Meta Platforms Inc. will deploy 6 gigawatts worth of data centre gear based on processors from Advanced Micro Devices Inc., a blockbuster deal that marks a win for the chipmaker’s attempts to catch up with Nvidia Corp.
Meta Platforms will buy AMD chips and computers designed to run AI models over a five-year stretch, beginning in the second half of 2026. The transactions will be worth “double-digit billions” of dollars per gigawatt, according to AMD Chief Executive Officer Lisa Su.
As part of the arrangement, Meta Platforms will receive warrants to buy 160 million AMD shares in stages, the two companies said. The shares will vest when the project and AMD’s stock price reach certain milestones, turning Meta Platforms into a major holder.
The agreement is the latest step in a colossal spending spree by Meta Platforms, the owner of Facebook and Instagram. CEO Mark Zuckerberg has made AI the company’s top priority, pledging to devote hundreds of billions of dollars to “aggressively front-load” computing capacity.
Last month, the executive announced a new initiative called Meta Compute that’s focused on building “tens of gigawatts this decade and hundreds of gigawatts or more over time” to secure a strategic advantage over competitors.
One gigawatt represents the output of a nuclear reactor—enough electricity to power roughly 700,000 homes.
The announcement signals that AMD is keeping pace with larger rival Nvidia, which disclosed its own tie-up with Meta last week. And it shows that broader spending on AI equipment continues to accelerate, even as some investors express fears of an investment bubble.
For Meta, the AMD deal will bring components that are customised to its needs. It also will have the ability to influence how those semiconductors are designed going forward.
“Our ambitions are pretty high,” said Santosh Janardhan, Meta’s head of global infrastructure, who oversees the company’s data centres and their technical architecture. Meta plans to forge ahead with its own in-house custom AI chip efforts and will continue to purchase from Nvidia, with the chips being used to support different workloads.
“At the scale we’re talking at, there’s a place for all three,” Janardhan said during an interview with reporters.
Janardhan, who now reports directly to Zuckerberg, added that the company hasn’t yet decided which of its data centres will use the new chips delivered through this expanded partnership with AMD. The processors are expected to help with the inference stage of AI—the phase when trained models are put into use.
AMD’s Su said that Meta, which has already helped influence the design of AMD’s chips, will get custom versions of its forthcoming accelerator, the MI450, and successor products. That ability to define more closely what it needs was part of the reason for committing to AMD, Janardhan said.

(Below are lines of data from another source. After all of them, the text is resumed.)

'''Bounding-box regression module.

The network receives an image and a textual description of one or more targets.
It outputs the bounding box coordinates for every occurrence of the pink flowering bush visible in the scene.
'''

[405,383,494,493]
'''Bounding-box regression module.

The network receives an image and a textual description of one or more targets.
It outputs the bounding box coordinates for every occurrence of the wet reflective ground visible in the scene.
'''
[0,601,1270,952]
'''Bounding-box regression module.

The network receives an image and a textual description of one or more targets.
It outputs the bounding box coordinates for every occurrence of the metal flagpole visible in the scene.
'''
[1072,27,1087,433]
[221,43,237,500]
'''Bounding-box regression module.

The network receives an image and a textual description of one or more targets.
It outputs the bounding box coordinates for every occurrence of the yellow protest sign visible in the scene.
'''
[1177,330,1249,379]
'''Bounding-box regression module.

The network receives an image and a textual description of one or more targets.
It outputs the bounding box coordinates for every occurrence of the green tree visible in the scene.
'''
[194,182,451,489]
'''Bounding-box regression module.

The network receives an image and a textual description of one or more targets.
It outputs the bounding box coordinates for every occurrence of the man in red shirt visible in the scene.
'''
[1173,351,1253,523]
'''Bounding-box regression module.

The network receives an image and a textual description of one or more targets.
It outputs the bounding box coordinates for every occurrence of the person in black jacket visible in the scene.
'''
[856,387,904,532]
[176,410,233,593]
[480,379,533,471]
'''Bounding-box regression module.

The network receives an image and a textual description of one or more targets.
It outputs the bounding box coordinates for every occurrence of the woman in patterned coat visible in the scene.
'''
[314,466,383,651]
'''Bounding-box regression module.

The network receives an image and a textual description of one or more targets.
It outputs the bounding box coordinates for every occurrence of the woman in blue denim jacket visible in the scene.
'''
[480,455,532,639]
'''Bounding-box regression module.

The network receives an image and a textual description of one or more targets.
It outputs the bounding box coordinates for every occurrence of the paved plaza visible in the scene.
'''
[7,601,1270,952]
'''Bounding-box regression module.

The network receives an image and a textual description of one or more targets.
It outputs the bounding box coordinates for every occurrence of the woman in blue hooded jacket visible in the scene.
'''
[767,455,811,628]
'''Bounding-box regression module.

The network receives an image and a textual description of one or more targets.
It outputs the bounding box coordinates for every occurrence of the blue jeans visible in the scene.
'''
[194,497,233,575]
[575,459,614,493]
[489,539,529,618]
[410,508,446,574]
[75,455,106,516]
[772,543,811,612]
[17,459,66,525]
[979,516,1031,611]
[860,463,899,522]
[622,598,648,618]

“What we’re looking to do is go big and accelerate,” AMD’s Su said. “We were on a very good path with Meta, but this actually takes our relationship to the next level.”
Meta is already AMD’s second-largest customer, and will now be increasingly vital to the chipmaker’s growth. AMD reported $34.6 billion in sales last year and is on course to boost revenue by 34% this year, according to Wall Street estimates. The addition of even $10 billion of extra sales would accelerate its efforts to gain ground on Nvidia.
Even with the growth, AMD’s investors have become more skeptical of its prospects in recent weeks. They’re worried that AI highfliers won’t be able to expand fast enough to justify their valuations. After AMD shares surged 77% in 2025, they are down 8.2% so far this year.
The Meta tie-up assumes that AMD shares are just at the start of a longer rally. Some of Meta’s warrants would only vest if the share price reaches $600. The stock closed Monday at $196.60.